The availability ended and we left for paradise, Subic Bay to the uniniated, and then on to the I.O.  The first mail call after entering the I.O the Chief Signalman received a package from his wife containing a VHS cassette with five episodes of, you guessed it, General Hospital. The Command Senior Chief acceded to the request to show General Hospital instead of the movie.  It seemed as if every time I entered the mess someone was watching General Hospital. About the time everyone had seen it another cassette would arrive.

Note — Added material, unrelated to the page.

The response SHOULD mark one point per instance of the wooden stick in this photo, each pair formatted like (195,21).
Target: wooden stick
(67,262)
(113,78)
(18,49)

I wrote my wife and asked her to copy as many episodes of the A-Team as possible.  I had overheard some Chiefs saying that it was the silliest show on TV. The Chief BT and QM felt the same way I did about General Hospital.  I told them that I had an A-Team tape coming. I received a cassette with five episodes.  The BT, the QM, the MM, and the EN and I decided we would watch it one at a time.  Of course, there was a chorus of Chiefs complaining about having to watch the A-Team.  I appealed to the Command Senior Chief and he overruled them.  He told them that if they could hog the TV watching General Hospital then those of us who wanted to watch the A-Team could do so.

By the time the IO was over and we were back in Subic, there was no more General Hospital or A-Team.  Well, some of us were busy playing doctor with the girls in the Barrio.